Since $A^2-2A+4I=0$, we have $A^2-2A=-4I$. From the original equation together with this,
$$
A^3=2A^2-4A=2(A^2-2A)=-8I.
$$
Then $(\det A)^3=-8^3$, which tells us that $\det A$ is either $4-4i\sqrt3$ or $4+4i\sqrt3$. The real root is not an option, because no combination of the eigenvalues can have a real product. So $(a)$ is false.
From $A^2-2A+4I=0$, the eigenvalues are either $(1+i\sqrt3,1+i\sqrt3,1-i\sqrt3)$, or $(1-i\sqrt3,1-i\sqrt3,1+i\sqrt3)$.
For (c), $A-2I=A^2/2 $, so $(A-2I)^3=A^6/8=(A^3)^2/8=(-8I)^2/8=8I$. So $\text{Tr}\,(A-2I)^3=\text{Tr}\,(8I)=24$, and (c) is true.
Since $A/2-A^2/4=I $, we deduce that $A^{-1}=I/2-A/4$. Then $$\text {adj}\,A=(\det A)\,A^{-1}=(\det A)\, (I/2-A/4)=\frac18\,(\det A)\,(-A^2).$$ As we know from above that $\det A$ is not real, $(d)$ is false.
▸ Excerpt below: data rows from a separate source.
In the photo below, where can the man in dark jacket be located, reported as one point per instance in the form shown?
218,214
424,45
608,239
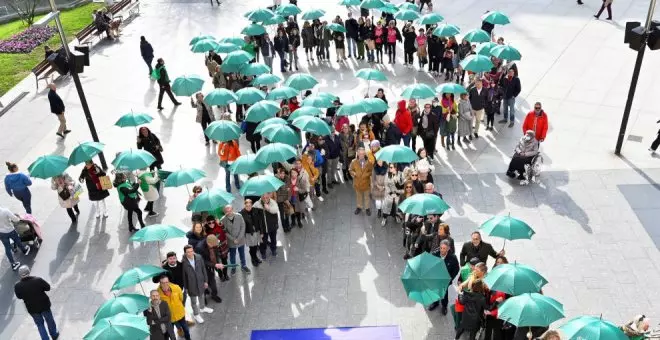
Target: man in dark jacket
32,290
57,108
511,86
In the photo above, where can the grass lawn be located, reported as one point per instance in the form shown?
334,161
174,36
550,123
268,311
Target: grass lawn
14,67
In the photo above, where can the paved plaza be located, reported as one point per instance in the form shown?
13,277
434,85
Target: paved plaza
595,214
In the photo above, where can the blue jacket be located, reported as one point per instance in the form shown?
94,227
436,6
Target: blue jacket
16,182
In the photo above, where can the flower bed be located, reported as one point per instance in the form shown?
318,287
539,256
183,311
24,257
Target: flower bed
27,40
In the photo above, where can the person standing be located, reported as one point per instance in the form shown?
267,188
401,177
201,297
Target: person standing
17,185
32,290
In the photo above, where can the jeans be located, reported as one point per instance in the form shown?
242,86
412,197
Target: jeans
241,255
39,319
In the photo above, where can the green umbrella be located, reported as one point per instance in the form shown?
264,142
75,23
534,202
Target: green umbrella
259,185
249,95
592,328
396,154
210,200
133,160
223,130
418,91
48,166
425,278
136,275
220,96
266,79
514,279
477,63
246,164
477,35
85,152
496,18
312,125
301,81
281,134
187,85
282,92
125,303
507,52
446,30
120,326
275,152
424,204
262,110
313,14
530,310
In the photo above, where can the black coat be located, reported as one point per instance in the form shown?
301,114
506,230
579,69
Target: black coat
32,290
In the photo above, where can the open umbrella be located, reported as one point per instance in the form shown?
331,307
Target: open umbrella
259,185
84,152
425,278
48,166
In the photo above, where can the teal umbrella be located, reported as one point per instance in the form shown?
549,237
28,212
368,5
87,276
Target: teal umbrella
136,275
312,125
301,81
446,30
530,310
120,326
266,79
259,185
247,164
211,200
187,85
477,63
592,328
418,91
85,152
249,95
281,134
424,204
48,166
223,130
275,152
396,154
282,92
125,303
496,18
262,110
425,278
220,96
514,279
133,160
477,35
507,52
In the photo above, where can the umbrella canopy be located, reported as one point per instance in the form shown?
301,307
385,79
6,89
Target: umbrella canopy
125,303
592,328
313,125
515,279
223,130
425,278
530,310
247,164
275,152
133,160
136,275
120,326
133,119
187,85
210,200
48,166
259,185
85,152
424,204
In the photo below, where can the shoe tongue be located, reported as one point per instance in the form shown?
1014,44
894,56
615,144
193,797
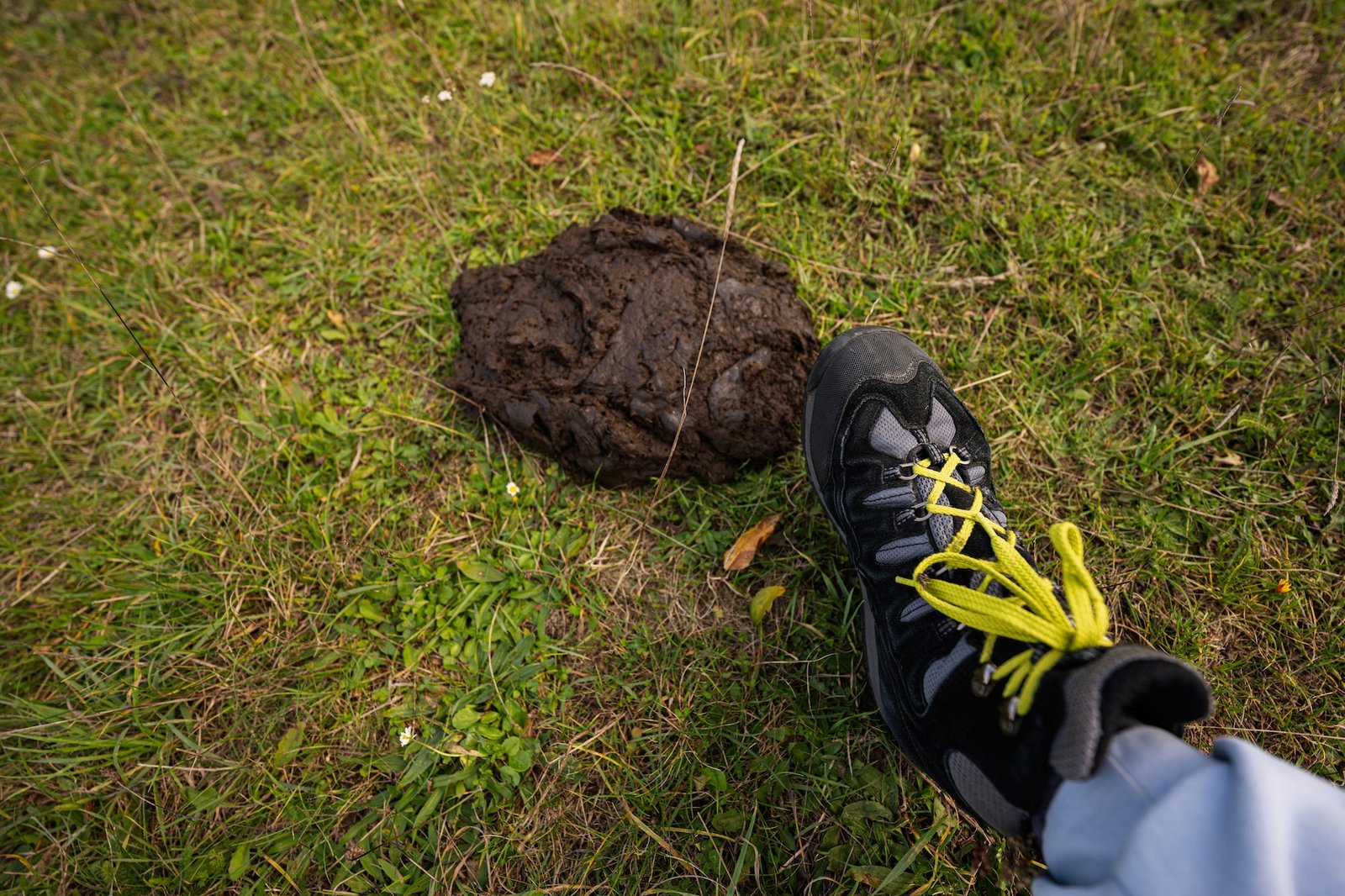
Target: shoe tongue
943,529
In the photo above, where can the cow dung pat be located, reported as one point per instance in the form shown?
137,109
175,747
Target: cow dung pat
585,350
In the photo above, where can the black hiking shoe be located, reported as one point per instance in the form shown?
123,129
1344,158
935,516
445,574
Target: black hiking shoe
997,683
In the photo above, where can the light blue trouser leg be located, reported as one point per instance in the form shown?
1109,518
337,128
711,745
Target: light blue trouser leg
1161,817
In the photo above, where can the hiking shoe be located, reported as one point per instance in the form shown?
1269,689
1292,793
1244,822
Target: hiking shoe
997,683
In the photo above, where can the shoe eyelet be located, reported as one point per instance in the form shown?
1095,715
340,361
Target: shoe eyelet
1009,719
981,681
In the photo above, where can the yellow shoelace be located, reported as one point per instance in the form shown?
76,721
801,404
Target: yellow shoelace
1029,613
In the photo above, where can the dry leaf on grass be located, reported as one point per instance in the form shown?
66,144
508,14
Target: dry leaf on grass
1207,175
762,602
744,549
542,158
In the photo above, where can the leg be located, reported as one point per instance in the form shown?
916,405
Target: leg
1161,817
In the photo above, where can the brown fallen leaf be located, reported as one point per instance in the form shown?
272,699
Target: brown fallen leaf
744,549
542,158
1207,175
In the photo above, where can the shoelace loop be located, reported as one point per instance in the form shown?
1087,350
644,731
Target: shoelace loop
1029,611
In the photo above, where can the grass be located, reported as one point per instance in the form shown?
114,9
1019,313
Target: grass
222,603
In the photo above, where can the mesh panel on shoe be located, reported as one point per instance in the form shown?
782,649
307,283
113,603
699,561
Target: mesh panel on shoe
891,437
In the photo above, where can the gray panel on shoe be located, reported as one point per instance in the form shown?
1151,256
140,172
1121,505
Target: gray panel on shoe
900,551
939,670
894,497
984,797
942,430
891,437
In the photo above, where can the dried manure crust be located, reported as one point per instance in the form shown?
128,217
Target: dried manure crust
585,349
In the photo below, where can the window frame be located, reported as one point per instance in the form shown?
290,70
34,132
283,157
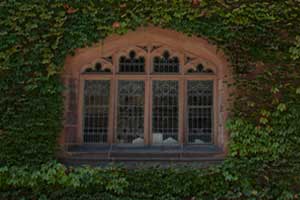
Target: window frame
148,78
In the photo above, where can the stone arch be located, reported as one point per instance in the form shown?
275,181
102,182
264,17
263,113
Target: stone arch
192,50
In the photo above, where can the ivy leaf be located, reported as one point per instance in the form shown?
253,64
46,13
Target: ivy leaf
281,107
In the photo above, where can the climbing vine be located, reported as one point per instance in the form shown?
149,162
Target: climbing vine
259,37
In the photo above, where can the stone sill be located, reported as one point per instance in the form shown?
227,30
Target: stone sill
97,154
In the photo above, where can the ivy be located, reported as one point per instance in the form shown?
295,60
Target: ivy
261,40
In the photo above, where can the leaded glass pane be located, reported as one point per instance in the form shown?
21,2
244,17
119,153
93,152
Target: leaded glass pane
166,63
200,111
130,121
165,112
132,63
96,109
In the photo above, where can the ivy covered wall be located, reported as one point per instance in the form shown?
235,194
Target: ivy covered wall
260,37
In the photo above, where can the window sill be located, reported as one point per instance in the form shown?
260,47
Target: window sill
96,154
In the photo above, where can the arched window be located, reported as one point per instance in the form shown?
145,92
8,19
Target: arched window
149,87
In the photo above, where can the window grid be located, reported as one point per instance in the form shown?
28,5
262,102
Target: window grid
165,112
200,111
130,117
96,109
165,101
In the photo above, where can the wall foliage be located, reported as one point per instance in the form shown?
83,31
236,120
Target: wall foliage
260,37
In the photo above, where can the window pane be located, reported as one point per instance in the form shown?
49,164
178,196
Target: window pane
96,109
165,112
165,63
132,63
200,111
130,124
We can also use $A/2-A^2/4=I$, written as $(A/2)(I-A/2)=I$, to deduce that $(A/2)^{-1}=I-A/2$. And so
$$
\text{adj}\,\frac{A}2=(\det\frac A2)\,(I-\frac A2)=\frac18\,(\det A)\,(I-\frac A2).
$$
Then
$$
\det(\text{adj}\,\frac A2)=\frac{(\det A)^3}{8^3}\,\det(I-\frac A2)=-\frac1{64}\,\det(I-\frac A2).
$$
This cannot be $1$, as all the eigenvalues of $I-A/2$ have absolute value $1$.